What is going on with Japanese solar?
The media has been schizophrenic on this question.
GTM just posted a story about how the country was blowing away earlier installation forecasts. But Reuters followed up last week with a story on how inexperienced Japanese developers are failing to deliver on projects.
The confusion is understandable. The Japanese government just commissioned its largest solar farm and has registered an impressive 3.3 gigawatts of solar power under its feed-in tariff to date. However, at the same time, the government is scaling back its carbon reduction targets and launching investigations into solar developers.
Reconciling these competing issues is all about providing context.
Make no mistake: The Japanese market is huge
The Japanese market is on pace to top 6 gigawatts this year. That makes it the second-largest PV market in the world, with incredible year-over-year growth of over 300 percent. We expect the Japanese market to constitute about 15 percent of global demand over the next five years.
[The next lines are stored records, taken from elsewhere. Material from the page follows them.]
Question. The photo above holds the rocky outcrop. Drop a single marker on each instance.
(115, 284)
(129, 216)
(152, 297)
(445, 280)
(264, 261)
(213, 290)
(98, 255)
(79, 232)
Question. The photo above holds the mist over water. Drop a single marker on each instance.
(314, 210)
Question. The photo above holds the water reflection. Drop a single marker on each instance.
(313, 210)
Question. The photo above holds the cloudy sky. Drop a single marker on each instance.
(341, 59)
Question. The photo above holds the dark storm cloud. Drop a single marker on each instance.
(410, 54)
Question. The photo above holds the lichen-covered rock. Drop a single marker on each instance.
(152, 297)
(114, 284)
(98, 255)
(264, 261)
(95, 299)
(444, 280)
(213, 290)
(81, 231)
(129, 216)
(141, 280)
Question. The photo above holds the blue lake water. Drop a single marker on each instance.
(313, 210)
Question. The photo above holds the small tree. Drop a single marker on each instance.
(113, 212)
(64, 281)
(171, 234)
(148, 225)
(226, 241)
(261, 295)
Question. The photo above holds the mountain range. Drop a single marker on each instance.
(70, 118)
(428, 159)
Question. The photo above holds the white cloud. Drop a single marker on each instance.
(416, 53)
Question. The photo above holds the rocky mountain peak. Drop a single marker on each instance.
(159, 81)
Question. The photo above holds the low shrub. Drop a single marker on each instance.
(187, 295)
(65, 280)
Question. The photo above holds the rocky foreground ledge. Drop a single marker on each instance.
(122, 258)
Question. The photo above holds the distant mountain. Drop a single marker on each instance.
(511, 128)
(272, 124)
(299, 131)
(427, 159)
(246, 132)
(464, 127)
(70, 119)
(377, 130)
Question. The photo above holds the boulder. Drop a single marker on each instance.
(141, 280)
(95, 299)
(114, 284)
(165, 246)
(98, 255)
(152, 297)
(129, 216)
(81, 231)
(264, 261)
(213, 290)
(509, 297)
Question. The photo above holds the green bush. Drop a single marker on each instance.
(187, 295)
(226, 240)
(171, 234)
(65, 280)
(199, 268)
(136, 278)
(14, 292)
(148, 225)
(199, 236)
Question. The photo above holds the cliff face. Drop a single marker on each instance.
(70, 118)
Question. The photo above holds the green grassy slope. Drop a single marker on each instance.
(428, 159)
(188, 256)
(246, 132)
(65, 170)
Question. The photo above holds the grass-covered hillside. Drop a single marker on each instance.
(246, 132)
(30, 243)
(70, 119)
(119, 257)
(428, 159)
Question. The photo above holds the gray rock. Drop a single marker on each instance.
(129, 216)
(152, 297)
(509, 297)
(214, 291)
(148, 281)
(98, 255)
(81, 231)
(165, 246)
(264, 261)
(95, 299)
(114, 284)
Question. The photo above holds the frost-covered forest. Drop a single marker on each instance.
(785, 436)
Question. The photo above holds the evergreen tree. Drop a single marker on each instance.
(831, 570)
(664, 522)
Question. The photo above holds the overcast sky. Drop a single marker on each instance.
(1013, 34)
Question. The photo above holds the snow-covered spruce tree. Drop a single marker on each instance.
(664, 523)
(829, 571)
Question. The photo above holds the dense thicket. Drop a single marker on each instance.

But what about these failing developers?
Japan established an incredibly attractive feed-in tariff (FIT) of $0.43 per kilowatt-hour in 2012. In addition to being lucrative, this feed-in tariff also had virtually no requirements limiting who could apply.
The rationale here was simple: the Japanese government was seeking to fill a massive capacity shortfall left from powering down the country’s nuclear fleet, and they needed that capacity as quickly as possible.